One of the arguments against international trade is that companies such as Nike and Gap Inc. exploit workers in Third World countries by paying them wages far lower than those that prevail in the U.S. and other developed nations. Are the workers being exploited? It all depends on how you answer the following question: If someone comes along and offers you an opportunity superior to any other that you have, is "exploitation" an appropriate term to describe that offer?
Put more concretely, if a U.S. company pays a Cambodian $3 a day, when his next best opportunity -- digging through trash at a nasty dump -- yields 75 cents a day, has that company made him worse off or better off? If your answer is "better off," how can "exploitation" be an appropriate term to describe the transaction?
You say, "It's exploitation because the worker should have been paid more." I think George Mason University should pay me more. Is it appropriate to use the term "exploitation" to describe my relationship with George Mason University?
Now let's turn to history. Dr. Condoleezza Rice said, in an October 2003 speech to the Chicago Council on Foreign Relations, "When the Founding Fathers said 'We the People,' they did not mean me. My ancestors were considered three-fifths of a person." Though not Dr. Rice's intention, this common misunderstanding of history is often used to discredit the great men who founded our nation -- without telling the whole story.

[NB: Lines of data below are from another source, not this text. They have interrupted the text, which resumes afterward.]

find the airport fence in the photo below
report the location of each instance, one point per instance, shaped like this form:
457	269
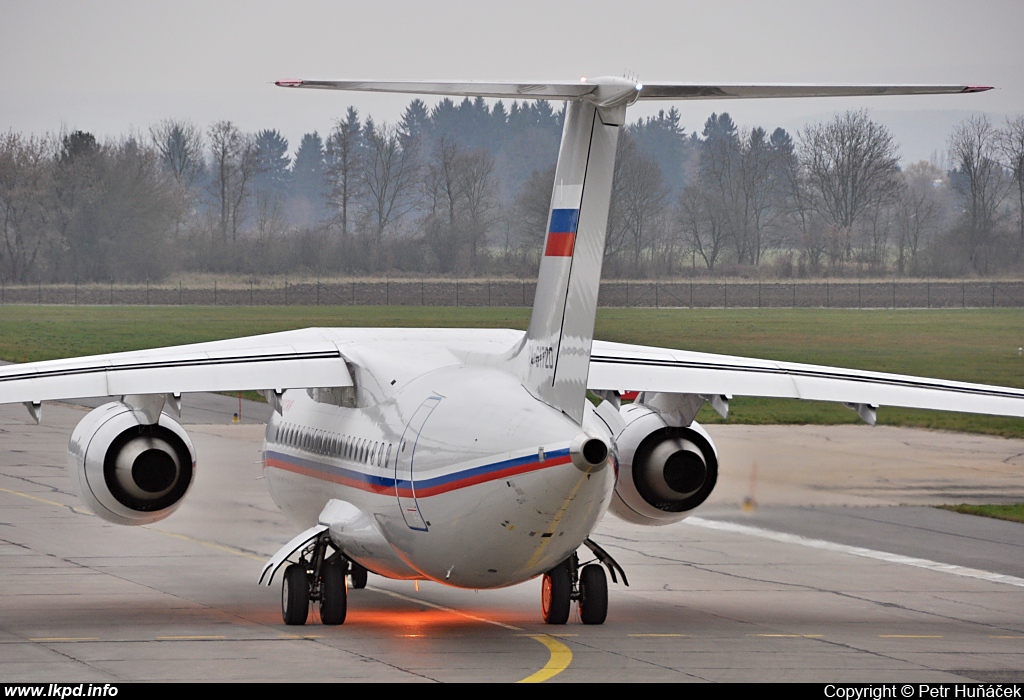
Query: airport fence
621	294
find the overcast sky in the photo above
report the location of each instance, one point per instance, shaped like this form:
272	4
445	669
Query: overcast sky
111	67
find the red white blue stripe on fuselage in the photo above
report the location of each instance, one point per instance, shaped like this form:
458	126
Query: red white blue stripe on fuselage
420	488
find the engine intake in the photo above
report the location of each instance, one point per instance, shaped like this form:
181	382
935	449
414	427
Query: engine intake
665	471
130	472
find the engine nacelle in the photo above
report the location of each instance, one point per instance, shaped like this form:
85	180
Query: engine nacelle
664	471
129	472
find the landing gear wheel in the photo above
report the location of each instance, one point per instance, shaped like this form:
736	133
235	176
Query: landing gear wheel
334	592
593	595
358	575
556	589
295	595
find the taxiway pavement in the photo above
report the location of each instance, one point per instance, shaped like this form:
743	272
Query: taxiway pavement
840	572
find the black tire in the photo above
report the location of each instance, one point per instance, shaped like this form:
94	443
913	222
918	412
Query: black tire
556	591
358	574
593	595
295	595
334	592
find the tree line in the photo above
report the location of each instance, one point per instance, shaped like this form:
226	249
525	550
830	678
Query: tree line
463	188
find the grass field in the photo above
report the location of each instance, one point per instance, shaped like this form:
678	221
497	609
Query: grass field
1014	512
972	345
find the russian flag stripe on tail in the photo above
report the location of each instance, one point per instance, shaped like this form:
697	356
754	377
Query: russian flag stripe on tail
561	232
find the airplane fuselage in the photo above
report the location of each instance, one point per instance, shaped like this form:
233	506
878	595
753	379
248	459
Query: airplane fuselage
463	476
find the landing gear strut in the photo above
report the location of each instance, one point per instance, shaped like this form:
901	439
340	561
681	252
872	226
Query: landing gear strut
320	577
588	585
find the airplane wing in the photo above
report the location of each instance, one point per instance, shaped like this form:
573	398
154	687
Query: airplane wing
291	359
620	366
592	89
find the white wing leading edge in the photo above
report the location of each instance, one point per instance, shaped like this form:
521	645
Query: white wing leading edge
617	366
275	361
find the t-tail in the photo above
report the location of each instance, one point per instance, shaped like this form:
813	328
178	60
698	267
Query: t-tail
553	359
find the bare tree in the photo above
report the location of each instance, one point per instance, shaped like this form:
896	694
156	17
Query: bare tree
982	184
25	182
638	201
387	176
852	166
1012	146
479	201
344	155
180	146
921	210
235	164
700	225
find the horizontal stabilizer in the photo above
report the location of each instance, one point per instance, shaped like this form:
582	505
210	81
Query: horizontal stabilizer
602	91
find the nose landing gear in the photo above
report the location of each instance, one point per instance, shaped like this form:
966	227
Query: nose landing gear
318	577
588	585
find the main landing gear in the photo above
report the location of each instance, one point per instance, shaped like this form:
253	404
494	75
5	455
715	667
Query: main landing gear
320	577
587	585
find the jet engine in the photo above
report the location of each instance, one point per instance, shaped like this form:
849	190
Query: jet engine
665	471
130	472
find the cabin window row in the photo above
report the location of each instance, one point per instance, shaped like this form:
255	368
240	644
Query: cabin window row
331	444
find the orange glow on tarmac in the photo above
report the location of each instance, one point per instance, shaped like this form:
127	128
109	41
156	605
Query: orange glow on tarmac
412	621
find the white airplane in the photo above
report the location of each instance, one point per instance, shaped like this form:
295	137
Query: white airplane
470	457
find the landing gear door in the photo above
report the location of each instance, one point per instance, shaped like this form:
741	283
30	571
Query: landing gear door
404	466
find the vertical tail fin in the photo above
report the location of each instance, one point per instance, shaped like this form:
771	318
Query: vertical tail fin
554	358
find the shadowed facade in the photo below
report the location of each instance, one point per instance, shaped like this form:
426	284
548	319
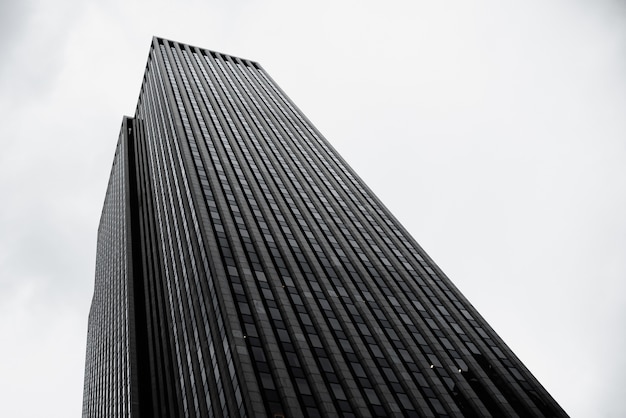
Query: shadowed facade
243	269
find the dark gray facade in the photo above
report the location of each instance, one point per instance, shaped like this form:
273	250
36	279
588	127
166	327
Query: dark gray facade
243	269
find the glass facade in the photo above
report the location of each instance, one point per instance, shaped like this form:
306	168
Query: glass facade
245	270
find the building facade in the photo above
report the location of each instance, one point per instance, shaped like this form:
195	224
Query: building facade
243	269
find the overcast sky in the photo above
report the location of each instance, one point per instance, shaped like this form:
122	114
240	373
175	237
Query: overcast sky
495	132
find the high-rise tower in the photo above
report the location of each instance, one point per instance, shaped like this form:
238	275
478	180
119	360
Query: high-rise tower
243	269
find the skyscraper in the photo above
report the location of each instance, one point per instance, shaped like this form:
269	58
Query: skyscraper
243	269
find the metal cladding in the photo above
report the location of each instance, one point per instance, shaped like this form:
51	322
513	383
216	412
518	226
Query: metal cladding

The Founding Fathers struggled over the issue of slavery. George Washington, James Madison, Thomas Jefferson, John Jay, Patrick Henry and others were highly critical of slavery, describing it as a " lamentable evil," "disease of ignorance," "oppressive dominion" and "an inconsistency not to be excused."
The delegates at the 1787 Philadelphia Constitutional Convention had to negotiate many contentious deal-breaking issues. Slavery was one of those issues. The Southern states made it clear that they wouldn't vote to ratify the Constitution if it abolished slavery or ended the slave trade. Delegates from slave states wanted slaves counted as whole persons for the purposes of determining representation in Congress. That would have given the South greater political power.